In the video, Nakoda wanders in front of the evergreens, just a short distance from where Rodgers stood near Lake O’Hara. Unbothered by the photographer’s presence, she continued her journey near the cabin, finally disappearing back into the trees.
Though Nakoda’s fur is fairly light, she isn’t albino or even piebald. Grizzly bears, a sub-category of brown bears, can vary in color, ranging from the dark brown we commonly see up to Nakoda’s shade. That said, it’s still rare to see one quite so light in the wild.
Check out Nakoda in all of her glory.
Canadian Photographer Was ‘in Complete Awe’ of White Grizzly Bear
In a phone interview with CTV News Calgary, Rodgers recalled the moment when he first saw Nakoda.
“I didn’t know it was a bear at first,” Rogers said. “I thought it was a mountain goat.”
Quickly, he realized the fantastic yet deadly animal before him.

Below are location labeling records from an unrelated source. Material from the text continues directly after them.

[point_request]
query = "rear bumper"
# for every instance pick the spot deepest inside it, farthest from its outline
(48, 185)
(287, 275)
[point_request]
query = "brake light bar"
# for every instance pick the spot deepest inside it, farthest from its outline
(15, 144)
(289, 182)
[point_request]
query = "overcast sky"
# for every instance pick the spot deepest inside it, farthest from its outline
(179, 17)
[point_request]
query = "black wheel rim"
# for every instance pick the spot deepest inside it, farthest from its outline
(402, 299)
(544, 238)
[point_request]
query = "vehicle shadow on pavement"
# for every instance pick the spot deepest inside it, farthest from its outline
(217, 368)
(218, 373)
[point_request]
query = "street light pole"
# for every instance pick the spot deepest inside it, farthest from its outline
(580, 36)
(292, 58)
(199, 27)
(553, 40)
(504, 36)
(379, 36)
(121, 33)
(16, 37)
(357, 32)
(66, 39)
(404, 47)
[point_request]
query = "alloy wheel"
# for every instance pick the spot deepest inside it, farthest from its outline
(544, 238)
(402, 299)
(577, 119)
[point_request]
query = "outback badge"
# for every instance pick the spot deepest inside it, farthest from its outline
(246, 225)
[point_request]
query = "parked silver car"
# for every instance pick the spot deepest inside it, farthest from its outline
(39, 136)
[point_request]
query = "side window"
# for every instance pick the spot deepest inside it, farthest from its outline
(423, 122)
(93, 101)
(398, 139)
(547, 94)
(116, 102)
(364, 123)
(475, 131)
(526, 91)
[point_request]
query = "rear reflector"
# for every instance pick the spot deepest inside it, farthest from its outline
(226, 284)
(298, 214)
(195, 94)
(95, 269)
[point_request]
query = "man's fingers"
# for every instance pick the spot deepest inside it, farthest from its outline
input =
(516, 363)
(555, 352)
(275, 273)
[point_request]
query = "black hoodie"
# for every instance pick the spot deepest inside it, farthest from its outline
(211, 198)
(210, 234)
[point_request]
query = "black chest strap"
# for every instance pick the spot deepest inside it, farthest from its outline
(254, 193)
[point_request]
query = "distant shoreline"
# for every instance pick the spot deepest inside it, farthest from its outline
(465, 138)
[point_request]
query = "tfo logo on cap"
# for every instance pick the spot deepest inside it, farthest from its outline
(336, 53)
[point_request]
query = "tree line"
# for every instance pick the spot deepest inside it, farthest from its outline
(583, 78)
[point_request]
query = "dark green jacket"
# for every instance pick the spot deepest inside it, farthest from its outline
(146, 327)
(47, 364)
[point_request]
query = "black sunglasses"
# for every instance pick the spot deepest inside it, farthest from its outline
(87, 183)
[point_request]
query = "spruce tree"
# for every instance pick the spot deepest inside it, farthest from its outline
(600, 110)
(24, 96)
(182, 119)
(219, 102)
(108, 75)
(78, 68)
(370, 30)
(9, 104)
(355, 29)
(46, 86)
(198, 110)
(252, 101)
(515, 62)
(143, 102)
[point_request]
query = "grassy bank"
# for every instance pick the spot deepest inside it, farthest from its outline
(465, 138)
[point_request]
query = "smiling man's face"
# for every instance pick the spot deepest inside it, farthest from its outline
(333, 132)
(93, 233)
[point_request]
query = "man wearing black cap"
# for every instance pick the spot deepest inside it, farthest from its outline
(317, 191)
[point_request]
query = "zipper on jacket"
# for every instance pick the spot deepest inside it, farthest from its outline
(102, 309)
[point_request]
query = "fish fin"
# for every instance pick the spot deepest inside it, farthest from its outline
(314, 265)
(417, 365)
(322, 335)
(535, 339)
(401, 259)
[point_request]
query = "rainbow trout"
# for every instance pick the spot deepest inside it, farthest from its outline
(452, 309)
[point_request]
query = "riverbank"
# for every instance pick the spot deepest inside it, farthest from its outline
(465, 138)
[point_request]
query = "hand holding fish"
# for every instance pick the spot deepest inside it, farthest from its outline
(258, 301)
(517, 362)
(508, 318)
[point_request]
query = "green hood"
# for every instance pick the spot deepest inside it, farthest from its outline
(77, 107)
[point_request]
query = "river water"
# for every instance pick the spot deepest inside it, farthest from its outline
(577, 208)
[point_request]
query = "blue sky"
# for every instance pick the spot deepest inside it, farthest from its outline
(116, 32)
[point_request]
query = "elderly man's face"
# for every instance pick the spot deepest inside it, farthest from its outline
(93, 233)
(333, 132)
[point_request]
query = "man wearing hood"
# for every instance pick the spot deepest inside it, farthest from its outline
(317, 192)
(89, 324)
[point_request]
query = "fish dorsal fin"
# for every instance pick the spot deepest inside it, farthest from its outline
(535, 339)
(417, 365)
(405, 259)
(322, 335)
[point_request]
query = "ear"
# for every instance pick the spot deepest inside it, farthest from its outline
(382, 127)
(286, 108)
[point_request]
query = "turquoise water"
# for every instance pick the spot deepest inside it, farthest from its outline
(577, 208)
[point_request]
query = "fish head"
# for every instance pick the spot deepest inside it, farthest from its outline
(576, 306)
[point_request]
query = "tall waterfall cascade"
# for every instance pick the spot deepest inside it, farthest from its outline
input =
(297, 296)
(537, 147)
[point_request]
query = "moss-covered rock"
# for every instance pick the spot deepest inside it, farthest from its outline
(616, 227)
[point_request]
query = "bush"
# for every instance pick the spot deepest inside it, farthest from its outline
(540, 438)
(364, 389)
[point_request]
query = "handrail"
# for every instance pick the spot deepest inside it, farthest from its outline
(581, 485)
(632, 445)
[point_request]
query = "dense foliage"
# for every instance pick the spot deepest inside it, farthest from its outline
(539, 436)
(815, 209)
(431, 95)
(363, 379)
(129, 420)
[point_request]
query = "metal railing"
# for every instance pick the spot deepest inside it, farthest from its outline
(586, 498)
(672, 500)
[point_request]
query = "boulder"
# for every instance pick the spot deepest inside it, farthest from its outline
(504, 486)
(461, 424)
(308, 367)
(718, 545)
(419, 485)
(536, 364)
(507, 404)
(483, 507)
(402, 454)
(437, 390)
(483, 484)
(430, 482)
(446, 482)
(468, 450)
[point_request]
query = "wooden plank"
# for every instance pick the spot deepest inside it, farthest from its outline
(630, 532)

Despite the potentially dangerous situation, Rodgers didn’t show any fear. In fact, he even started chatting with Nakoda.
“She was staring right at me. She looked healthy. We stared at each other for a good 10-15 seconds. I started talking to her a little,” he continued.
Though their moment together was brief, the Alberta photographer knew just how magical the sighting was.
“We spent about five minutes together and I was in complete awe of her,” Rogers later said in an email to CTV News. “She is so beautiful and was so peaceful.”
Unfortunately, though, Nakoda’s story isn’t without tragedy. According to Rodgers, Nakoda’s sibling had died from a car accident on the highway just several days before the sighting. With one less grizzly bear in the park, Nakoda’s presence is more important than ever.
Shortly after Rodgers’ first post, he encountered the white grizzly bear once again in the same location.
“Once she left I retraced her steps trying to get a photo of her paw prints in the snow. I was surprised to see no sign of her tracks at all and discovered that she was licking up a bunch of little black bugs that were all over the top of the snow. She did not seem to have a care in the world and was causally [sic] strolling around licking up all of the bugs she could find,” the photographer explained.